La convenienza dell’operazione non è automatica e può essere valutata caso per caso attraverso una domanda di ricongiunzione all’Enpam, che ha carattere esplorativo e fornisce una simulazione su costi e benefici. La ricongiunzione consente di unificare i contributi in un unico ente, ottenere una sola pensione e ha un costo. Quest’ultimo, tuttavia, può essere abbattuto dal valore delle somme che si trasferiscono. È per questo che in alcuni casi la ricongiunzione potrebbe risultare un’operazione “a costo zero”.

CASO MURAZZI
Glorioso laureato, le congratulazioni dell’Enpam

Mauro Glorioso, lo studente di Medicina che, all’epoca del grave incidente ai Murazzi del Po nel gennaio 2023, era già al quinto anno e regolarmente iscritto all’Enpam, ha conseguito la laurea all’Università di Torino.
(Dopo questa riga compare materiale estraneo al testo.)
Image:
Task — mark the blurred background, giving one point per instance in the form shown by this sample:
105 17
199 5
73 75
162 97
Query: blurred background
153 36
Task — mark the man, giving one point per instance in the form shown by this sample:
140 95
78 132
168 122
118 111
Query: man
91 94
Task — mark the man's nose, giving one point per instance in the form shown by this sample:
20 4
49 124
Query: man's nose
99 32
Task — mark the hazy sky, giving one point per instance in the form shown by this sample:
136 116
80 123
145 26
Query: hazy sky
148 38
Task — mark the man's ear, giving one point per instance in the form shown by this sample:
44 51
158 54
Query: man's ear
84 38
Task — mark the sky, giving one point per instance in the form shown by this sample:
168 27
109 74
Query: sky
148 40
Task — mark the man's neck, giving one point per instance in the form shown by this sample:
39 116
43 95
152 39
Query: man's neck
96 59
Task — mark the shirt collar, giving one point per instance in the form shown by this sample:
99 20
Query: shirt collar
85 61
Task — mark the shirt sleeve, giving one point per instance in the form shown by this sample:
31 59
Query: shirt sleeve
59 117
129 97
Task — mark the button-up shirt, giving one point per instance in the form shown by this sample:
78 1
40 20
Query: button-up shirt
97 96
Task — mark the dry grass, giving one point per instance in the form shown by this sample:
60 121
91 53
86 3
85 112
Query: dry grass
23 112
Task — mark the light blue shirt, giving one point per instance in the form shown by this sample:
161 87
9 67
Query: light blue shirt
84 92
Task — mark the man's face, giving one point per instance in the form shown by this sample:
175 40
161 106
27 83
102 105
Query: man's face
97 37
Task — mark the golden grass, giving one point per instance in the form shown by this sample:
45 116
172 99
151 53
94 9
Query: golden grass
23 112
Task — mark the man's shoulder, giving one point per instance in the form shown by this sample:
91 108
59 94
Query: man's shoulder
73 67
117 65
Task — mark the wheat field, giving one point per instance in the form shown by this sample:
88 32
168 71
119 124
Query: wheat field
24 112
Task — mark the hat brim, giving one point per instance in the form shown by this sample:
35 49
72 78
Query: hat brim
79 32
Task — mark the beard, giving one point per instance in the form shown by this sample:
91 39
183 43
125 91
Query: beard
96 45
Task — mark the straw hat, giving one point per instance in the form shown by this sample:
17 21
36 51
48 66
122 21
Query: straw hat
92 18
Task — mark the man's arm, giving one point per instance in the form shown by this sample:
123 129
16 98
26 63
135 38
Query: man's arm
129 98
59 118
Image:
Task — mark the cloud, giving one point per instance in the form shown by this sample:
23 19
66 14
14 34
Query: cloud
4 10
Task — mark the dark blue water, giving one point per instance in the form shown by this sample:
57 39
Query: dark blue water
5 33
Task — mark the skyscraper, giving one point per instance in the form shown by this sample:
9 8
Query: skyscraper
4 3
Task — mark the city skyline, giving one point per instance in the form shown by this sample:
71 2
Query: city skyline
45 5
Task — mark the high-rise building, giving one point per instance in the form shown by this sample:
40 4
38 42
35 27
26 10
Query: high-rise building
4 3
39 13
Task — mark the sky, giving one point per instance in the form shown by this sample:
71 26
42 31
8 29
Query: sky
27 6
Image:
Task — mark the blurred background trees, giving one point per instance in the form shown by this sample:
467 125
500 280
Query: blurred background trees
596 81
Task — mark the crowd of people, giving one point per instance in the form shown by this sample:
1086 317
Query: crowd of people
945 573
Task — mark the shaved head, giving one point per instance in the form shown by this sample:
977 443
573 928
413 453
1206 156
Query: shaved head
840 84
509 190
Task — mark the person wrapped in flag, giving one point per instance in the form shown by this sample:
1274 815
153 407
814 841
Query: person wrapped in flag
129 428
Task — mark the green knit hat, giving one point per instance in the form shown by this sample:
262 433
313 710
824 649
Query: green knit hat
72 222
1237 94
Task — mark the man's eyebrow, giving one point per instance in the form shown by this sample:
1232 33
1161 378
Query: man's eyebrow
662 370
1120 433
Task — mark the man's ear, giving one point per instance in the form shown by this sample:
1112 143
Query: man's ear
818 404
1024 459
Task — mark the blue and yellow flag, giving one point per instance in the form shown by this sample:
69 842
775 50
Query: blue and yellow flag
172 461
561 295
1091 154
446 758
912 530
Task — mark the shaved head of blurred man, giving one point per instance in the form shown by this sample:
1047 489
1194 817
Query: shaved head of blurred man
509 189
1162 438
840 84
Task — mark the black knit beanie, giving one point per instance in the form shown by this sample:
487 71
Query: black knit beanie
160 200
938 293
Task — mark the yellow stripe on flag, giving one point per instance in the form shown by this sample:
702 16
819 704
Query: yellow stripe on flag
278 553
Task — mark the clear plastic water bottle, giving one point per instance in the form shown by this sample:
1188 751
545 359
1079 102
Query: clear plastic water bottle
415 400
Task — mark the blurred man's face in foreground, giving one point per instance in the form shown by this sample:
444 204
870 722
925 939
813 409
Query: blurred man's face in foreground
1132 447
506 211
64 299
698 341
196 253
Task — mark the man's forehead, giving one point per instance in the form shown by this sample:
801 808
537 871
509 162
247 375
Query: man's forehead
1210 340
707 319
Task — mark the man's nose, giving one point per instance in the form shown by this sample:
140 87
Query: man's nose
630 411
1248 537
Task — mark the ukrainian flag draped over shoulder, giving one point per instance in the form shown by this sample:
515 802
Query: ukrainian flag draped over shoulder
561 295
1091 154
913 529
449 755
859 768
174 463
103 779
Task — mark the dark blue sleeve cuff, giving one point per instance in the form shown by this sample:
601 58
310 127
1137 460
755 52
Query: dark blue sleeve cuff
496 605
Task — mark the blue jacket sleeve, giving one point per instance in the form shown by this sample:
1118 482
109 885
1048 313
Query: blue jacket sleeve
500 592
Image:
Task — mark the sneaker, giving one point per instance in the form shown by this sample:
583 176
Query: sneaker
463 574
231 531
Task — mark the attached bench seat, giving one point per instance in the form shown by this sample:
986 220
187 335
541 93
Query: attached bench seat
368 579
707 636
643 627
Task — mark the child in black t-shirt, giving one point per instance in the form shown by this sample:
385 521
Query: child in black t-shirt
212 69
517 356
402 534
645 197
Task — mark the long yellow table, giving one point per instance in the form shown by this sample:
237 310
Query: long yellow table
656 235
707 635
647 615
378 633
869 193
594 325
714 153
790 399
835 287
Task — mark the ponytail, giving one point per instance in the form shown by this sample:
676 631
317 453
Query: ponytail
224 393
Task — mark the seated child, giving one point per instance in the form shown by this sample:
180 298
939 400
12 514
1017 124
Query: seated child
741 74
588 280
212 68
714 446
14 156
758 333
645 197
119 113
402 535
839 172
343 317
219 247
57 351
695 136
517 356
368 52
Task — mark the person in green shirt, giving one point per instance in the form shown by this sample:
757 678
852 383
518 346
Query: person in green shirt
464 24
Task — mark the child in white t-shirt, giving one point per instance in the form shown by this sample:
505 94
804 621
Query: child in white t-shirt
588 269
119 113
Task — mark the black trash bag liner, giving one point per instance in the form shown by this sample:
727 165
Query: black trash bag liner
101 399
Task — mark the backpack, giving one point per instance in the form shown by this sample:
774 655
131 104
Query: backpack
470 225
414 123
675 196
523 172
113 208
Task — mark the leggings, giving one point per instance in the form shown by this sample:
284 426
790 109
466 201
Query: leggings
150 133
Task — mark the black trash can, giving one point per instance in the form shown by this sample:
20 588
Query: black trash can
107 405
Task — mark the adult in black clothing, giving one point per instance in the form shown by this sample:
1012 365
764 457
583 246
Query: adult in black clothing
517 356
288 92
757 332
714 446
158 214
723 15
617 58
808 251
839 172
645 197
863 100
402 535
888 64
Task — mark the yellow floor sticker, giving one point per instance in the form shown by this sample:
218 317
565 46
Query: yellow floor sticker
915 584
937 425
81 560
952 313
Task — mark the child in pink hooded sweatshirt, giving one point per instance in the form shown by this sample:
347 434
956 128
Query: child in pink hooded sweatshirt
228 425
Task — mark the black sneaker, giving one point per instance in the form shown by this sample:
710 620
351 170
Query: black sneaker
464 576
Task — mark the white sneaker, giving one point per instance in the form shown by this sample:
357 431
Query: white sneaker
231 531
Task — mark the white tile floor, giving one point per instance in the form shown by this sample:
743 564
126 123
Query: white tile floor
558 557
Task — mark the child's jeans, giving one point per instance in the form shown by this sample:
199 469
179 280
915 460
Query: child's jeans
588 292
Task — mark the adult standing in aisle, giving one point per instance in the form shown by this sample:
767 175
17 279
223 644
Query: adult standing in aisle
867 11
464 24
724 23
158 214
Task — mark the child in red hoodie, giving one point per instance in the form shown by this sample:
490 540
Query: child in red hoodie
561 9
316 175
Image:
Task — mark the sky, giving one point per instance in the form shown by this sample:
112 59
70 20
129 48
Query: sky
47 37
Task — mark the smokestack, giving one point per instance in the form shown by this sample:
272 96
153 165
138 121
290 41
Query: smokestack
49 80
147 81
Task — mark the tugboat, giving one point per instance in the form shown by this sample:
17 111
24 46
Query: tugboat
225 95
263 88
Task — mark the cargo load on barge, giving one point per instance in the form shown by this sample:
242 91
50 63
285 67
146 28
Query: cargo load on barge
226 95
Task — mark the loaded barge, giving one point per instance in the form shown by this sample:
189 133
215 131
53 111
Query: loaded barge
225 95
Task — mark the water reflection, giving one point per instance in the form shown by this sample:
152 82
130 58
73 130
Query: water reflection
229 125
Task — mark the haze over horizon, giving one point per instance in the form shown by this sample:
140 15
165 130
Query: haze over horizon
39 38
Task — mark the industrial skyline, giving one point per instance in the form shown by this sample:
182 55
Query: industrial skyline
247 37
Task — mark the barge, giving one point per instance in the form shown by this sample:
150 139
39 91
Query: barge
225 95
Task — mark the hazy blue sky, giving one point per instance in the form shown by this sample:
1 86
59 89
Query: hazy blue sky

L’Enpam (Ente Nazionale di Previdenza e Assistenza dei Medici) ha espresso grande orgoglio e vicinanza, accogliendo ufficialmente il Dottor Glorioso come “un nostro grande collega”, sottolineando il suo precoce legame con la cassa previdenziale.

Nonostante l’incidente abbia compromesso l’uso degli arti, Glorioso ha discusso una tesi d’eccellenza sull’uso della TAC per la valutazione cardiaca post-infarto con l’ausilio dell’Intelligenza Artificiale (AI), guadagnando la dignità di stampa e un invito a proseguire nella ricerca. Le sue parole ispiratrici, “Avere persone intorno permette di affrontare anche le situazioni più brutte”, suggellano un percorso di grande forza umana.